In ieder geval heb je mijn adres.
Mijn roman1980 zal nog wel niet zoo gauw klaar zijn; ik heb wel lust om eraan te werken, maar dan alles anders op te zetten; - daarmee zal nog wel eenigen tijd verloren gaan. Ik zou je nu, liever dan dit 1e deel, dat wschl. toch niet als apart boek verschijnt, mijn Costeressay opdragen, dat in zijn soort toch wel een van de beste dingen is die ik ooit schreef. En, ondanks de trouvaille van den titel, is een opdracht aan jou in dit geval toch veel beteekenender dan aan Elizabeth de Roos. Als je het dus goed vindt (je hebt alle tijd om erover na te denken, want de publicatie vangt in Mei '32 eerst aan en eindigt wschl. eerst in September!) dan krijg jij de Uren met Dirk Coster1981 - en de roman: wie dan leeft. Ik zou dit ook grappig vinden omdat, op de eerste wandeling die wij samen deden, van Willink's atelier naar jouw huis in de Deurloostraat, jij het verlangen kenbaar maakte een dergelijk werk over Coster te lezen; of herinner je je dat niet meer?

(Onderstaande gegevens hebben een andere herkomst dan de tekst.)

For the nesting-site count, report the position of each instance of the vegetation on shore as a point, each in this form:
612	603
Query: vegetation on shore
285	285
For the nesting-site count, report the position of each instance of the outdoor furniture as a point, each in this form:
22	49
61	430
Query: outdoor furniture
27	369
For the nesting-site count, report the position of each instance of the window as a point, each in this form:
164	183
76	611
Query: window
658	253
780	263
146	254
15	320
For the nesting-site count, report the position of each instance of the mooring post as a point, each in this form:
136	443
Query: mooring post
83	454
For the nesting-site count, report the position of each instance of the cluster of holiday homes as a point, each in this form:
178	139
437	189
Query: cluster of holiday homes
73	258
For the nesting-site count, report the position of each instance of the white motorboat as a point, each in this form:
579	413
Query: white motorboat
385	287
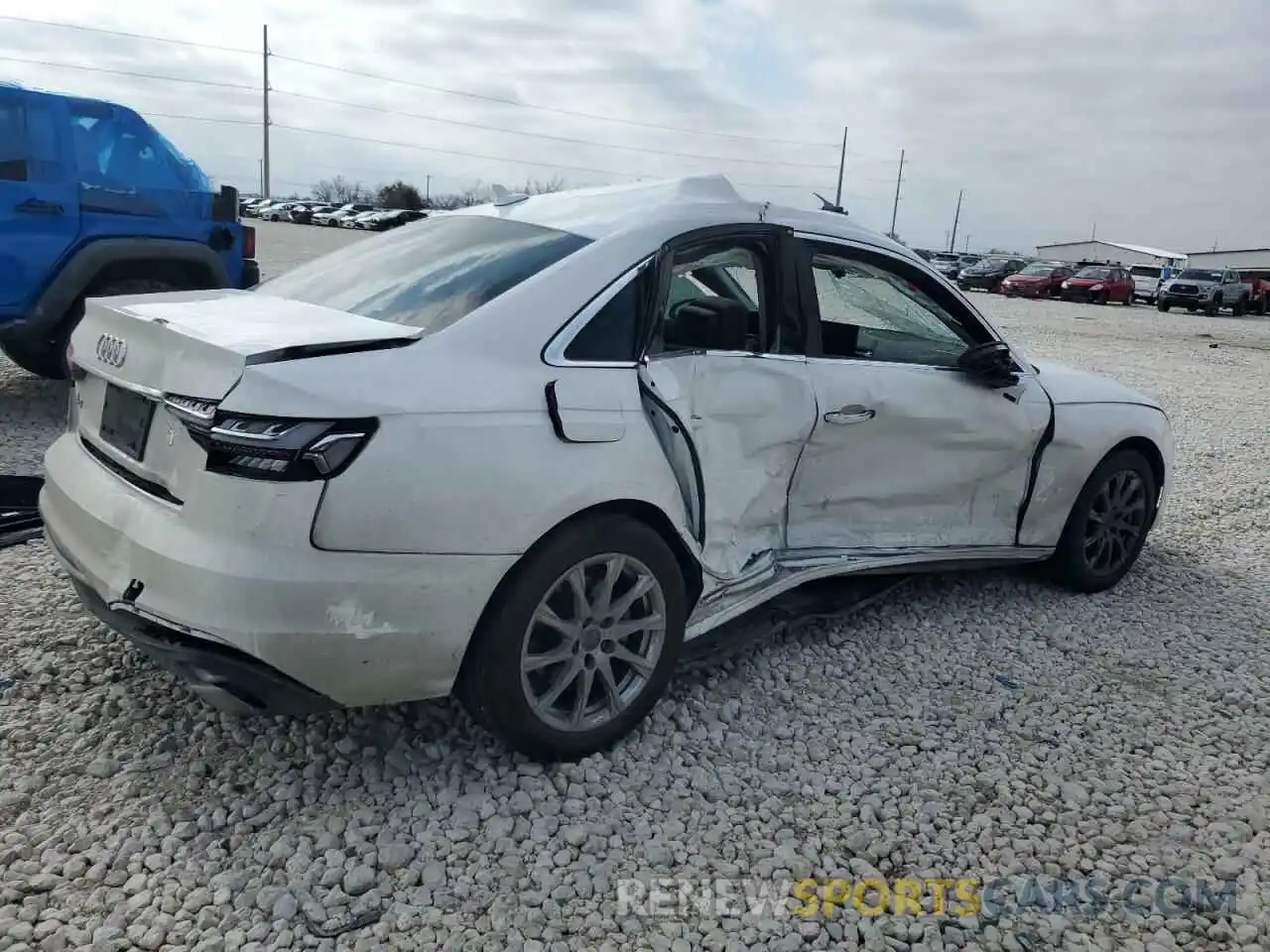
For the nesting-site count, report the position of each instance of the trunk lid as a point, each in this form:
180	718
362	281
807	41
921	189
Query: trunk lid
197	343
134	353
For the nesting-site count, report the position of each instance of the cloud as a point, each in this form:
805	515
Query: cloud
1150	119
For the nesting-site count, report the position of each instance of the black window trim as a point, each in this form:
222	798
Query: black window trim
21	162
774	238
553	353
937	287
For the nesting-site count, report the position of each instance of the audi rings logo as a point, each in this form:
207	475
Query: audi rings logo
112	350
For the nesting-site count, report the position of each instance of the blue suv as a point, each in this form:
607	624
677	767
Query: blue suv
95	202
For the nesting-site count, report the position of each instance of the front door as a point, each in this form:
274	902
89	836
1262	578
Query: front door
907	452
39	203
726	388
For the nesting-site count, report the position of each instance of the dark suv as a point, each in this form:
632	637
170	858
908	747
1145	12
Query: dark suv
989	273
94	202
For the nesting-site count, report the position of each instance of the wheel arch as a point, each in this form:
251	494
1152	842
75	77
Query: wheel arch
1080	444
1147	448
98	262
638	509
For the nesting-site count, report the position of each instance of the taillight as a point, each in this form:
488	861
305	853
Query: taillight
271	448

Schrijf me omgaand 3 regels, vooral over jezelf. Ik voel me als een arm student, maar vrij, Godlof! en prettig dat ik uit dat karakterlooze Belzenland weg ben, dat ik nooit gekozen heb, en waar ik toch even tienjaar van mijn bestaan zoekbracht. En als je dan vrijwel zeker bent dat je niet eens zestig zult worden! niet eens vijftig, misschien.
Nu, Vic, het beste. Zoo gauw ik kan, kom ik naar Amsterdam, en natuurlijk bij je. Geloof me, ook van hier, steeds hartelijk je
Ed.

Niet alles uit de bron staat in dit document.